NAME¶
Lucy::Index::Indexer - Build inverted indexes.
SYNOPSIS¶
my $indexer = Lucy::Index::Indexer->new(
schema => $schema,
index => '/path/to/index',
create => 1,
);
while ( my ( $title, $content ) = each %source_docs ) {
$indexer->add_doc({
title => $title,
content => $content,
});
}
$indexer->commit;
DESCRIPTION¶
The Indexer class is Apache Lucy's primary tool for managing the content of
inverted indexes, which may later be searched using IndexSearcher.

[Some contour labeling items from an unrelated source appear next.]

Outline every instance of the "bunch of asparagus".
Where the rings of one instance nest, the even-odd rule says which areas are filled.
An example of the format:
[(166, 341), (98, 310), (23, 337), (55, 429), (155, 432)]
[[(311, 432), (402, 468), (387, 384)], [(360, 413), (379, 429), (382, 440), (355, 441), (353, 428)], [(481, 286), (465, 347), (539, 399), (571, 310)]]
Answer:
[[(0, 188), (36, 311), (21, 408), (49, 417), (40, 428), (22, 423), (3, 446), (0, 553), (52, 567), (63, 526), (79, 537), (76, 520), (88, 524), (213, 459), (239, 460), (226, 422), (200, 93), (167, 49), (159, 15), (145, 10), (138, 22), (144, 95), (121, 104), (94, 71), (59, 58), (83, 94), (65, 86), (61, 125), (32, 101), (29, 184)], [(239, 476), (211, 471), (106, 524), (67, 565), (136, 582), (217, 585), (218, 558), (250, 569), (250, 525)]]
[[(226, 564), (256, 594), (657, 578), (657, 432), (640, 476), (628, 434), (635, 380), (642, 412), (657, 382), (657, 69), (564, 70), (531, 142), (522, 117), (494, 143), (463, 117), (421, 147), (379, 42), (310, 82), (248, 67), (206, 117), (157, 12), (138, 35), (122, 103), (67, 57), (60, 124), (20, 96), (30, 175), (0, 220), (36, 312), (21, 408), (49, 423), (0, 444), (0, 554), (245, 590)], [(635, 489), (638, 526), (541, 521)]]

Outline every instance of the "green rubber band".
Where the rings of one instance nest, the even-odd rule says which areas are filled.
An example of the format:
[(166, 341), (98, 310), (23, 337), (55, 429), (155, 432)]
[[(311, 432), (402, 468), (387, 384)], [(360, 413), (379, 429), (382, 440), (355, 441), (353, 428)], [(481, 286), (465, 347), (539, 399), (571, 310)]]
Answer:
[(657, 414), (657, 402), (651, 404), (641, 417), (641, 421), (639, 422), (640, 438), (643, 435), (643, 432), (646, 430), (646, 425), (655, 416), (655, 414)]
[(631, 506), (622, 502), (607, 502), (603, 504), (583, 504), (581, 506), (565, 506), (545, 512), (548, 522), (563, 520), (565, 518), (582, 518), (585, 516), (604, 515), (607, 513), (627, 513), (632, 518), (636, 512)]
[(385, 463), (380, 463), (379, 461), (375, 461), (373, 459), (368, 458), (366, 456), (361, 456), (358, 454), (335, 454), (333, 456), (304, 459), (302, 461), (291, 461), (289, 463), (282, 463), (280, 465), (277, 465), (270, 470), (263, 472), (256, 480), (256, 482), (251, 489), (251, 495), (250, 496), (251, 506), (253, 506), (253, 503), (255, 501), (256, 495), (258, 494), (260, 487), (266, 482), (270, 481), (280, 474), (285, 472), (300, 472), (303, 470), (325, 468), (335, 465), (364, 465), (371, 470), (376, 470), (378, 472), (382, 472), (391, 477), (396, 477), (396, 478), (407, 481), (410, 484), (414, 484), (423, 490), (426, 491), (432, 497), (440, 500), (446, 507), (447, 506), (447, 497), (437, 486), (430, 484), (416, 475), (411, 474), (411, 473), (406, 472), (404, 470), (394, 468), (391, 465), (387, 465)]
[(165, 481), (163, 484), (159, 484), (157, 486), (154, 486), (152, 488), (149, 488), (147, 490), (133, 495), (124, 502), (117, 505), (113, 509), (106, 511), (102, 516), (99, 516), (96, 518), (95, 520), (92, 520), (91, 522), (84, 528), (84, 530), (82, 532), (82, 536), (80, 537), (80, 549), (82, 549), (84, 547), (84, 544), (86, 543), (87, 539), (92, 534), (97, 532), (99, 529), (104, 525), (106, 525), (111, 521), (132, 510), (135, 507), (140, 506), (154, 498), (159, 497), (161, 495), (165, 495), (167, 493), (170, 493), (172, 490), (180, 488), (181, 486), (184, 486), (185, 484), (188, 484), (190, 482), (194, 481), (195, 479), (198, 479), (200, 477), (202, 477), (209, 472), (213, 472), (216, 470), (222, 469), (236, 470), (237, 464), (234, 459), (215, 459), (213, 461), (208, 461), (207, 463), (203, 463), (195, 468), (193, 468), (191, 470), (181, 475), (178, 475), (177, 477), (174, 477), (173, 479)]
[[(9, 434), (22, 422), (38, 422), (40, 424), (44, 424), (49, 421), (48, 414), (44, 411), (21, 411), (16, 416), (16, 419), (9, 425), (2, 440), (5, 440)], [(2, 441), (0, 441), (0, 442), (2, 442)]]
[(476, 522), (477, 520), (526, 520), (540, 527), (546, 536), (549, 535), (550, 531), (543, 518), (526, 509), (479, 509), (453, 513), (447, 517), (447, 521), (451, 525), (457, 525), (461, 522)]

In general, only one Indexer at a time may write to an index safely. If a write
lock cannot be secured,
new() will throw an exception.
If an index is located on a shared volume, each writer application must identify
itself by supplying an IndexManager with a unique "host" id to
Indexer's constructor or index corruption will occur. See
Lucy::Docs::FileLocking for a detailed discussion.
Note: at present,
delete_by_term() and
delete_by_query() only
affect documents which had been previously committed to the index -- and not
any documents added this indexing session but not yet committed. This may
change in a future update.
CONSTRUCTORS¶
new( [labeled params] )¶
my $indexer = Lucy::Index::Indexer->new(
schema => $schema, # required at index creation
index => '/path/to/index', # required
create => 1, # default: 0
truncate => 1, # default: 0
manager => $manager # default: created internally
);
- •
- schema - A Schema. Required when index is being created; if not
supplied, will be extracted from the index folder.
- •
- index - Either a filepath to an index or a Folder.
- •
- create - If true and the index directory does not exist, attempt to
create it.
- •
- truncate - If true, proceed with the intention of discarding all
previous indexing data. The old data will remain intact and visible until
commit() succeeds.
- •
- manager - An IndexManager.
METHODS¶
add_doc(...)¶
$indexer->add_doc($doc);
$indexer->add_doc( { field_name => $field_value } );
$indexer->add_doc(
doc => { field_name => $field_value },
boost => 2.5, # default: 1.0
);
Add a document to the index. Accepts either a single argument or labeled params.
- •
- doc - Either a Lucy::Document::Doc object, or a hashref (which will
be attached to a Lucy::Document::Doc object internally).
- •
- boost - A floating point weight which affects how this document
scores.
add_index(index)¶
Absorb an existing index into this one. The two indexes must have matching
Schemas.
- •
- index - Either an index path name or a Folder.
optimize()¶
Optimize the index for search-time performance. This may take a while, as it can
involve rewriting large amounts of data.
commit()¶
Commit any changes made to the index. Until this is called, none of the changes
made during an indexing session are permanent.
Calling
commit() invalidates the Indexer, so if you want to make more
changes you'll need a new one.
prepare_commit()¶
Perform the expensive setup for
commit() in advance, so that
commit() completes quickly. (If
prepare_commit() is not called
explicitly by the user,
commit() will call it internally.)
delete_by_term( [labeled params] )¶
Mark documents which contain the supplied term as deleted, so that they will be
excluded from search results and eventually removed altogether. The change is
not apparent to search apps until after
commit() succeeds.
- •
- field - The name of an indexed field. (If it is not spec'd as
"indexed", an error will occur.)
- •
- term - The term which identifies docs to be marked as deleted. If
"field" is associated with an Analyzer, "term" will be
processed automatically (so don't pre-process it yourself).
delete_by_query(query)¶
Mark documents which match the supplied Query as deleted.
- •
- query - A Query.
INHERITANCE¶
Lucy::Index::Indexer isa Lucy::Object::Obj.